First, the user 199 registers a predetermined password in advance in the voice recognition card 200 at a desired location. For example, if “Suzuki Ichiro” is entered, it is converted into a password “54184973” and registered. The voice registration method can be performed in accordance with the method described above.
[0020]
Next, when the user 199 enters / enters through the door lock, the user 199 speaks to the voice recognition card 200 as “Suzuki Ichiro”.
Next, the voice recognition card 200 is brought close to the auto-lock device 201. If it falls within the reception range, the password “54184973” is input to the auto-lock device 201.
[0021]
Next, the auto-lock device 201 recognizes this code number, so that the door lock is released and entry / entry from the door 202 becomes possible.
According to the above-described modification, an unspecified number of voices can be recognized with a very high recognition rate while maintaining confidentiality. In addition, since it is not necessary to memorize a long password, entry / entry operation is simplified. In addition, key operations such as an auto-lock device are not required, and the convenience is greatly improved, and it can also be used by persons with disabilities and the elderly. In addition, because it is a specific speaker recognition, it is impossible for unauthorized persons to obtain a voice recognition card and speak "Suzuki Ichiro" so that unauthorized entry / entry is not possible. Greatly improved.
[0022]
As a further modification, by providing the voice recognition card with a dictionary function, it can be used for a remote control of a home appliance, a telephone directory, or the like. For example, “Wow Wow” is input by voice using a TV remote control or the like, and this is converted to “BS5” and transmitted to the TV. It is also possible to transmit it to the telephone after converting it to “0449353111”.
[0023]
【The invention's effect】
According to the present invention, each terminal device possesses a voice recognition function by a specific speaker having a high recognition rate, and by approaching this terminal device to another device, it corresponds to the other device approaching.

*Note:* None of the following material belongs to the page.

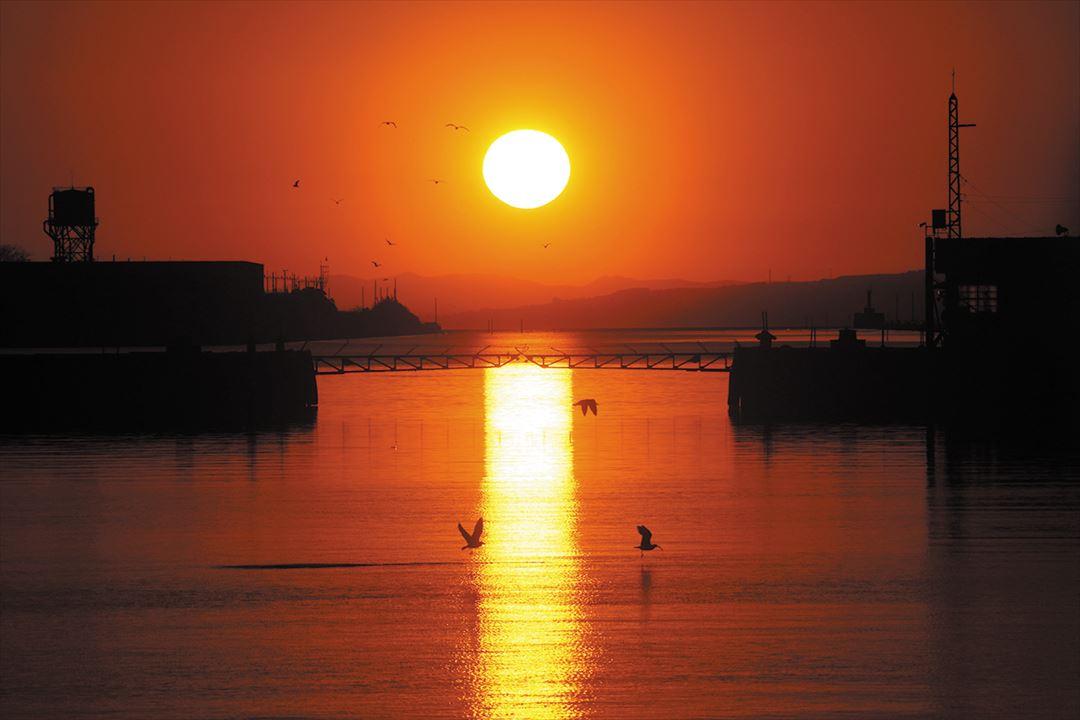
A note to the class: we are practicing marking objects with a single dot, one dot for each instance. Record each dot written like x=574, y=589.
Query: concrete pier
x=156, y=390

The registered command information can be transmitted to the other device, and the command information can be accurately transmitted corresponding to the other device to execute processing by the other device.
[Brief description of the drawings]
FIG. 1 is a diagram showing a configuration of a voice recognition card to which a voice command terminal device of the present invention is applied.
FIG. 2 is a diagram showing a configuration of a command table of a voice recognition card.
FIG. 3 is a diagram showing an example of a menu displayed on the display unit of the voice recognition card.
FIG. 4 is a flowchart for explaining details of a voice registration process for a voice recognition card.
FIG. 5 is a flowchart showing details of processing when transmitting registered command data.
FIG. 6 is a flowchart for explaining details of command reception processing by the vending machine;
FIG. 7 is a diagram for explaining the operation when a voice recognition card is applied to a vending machine.
FIG. 8 is a diagram for explaining the operation when a voice recognition card is applied to an auto-lock device.
[Explanation of symbols]
10 ... CPU,
11 ... Mike,
12 ... Keyboard,
13. Communication interface,
14 ... display part,
15 ... voice recognition unit,
16 ... Flash ROM,
17 ... Command table.

Claims

Speech recognition means for recognizing the input speech;
Registration means for registering the command information corresponding to the voice recognized by the voice recognition means for each device type in a form different from the voice;
Transmits information indicating access to another device that executes processing corresponding to receive the instruction information when acquired from the other device, the command information of the other devices that are registered in the registration unit to the other device Sending means to
A voice command terminal device comprising:

2. The command information corresponding to the recognized voice is selected according to another device selected from the plurality of other devices. Voice command terminal device.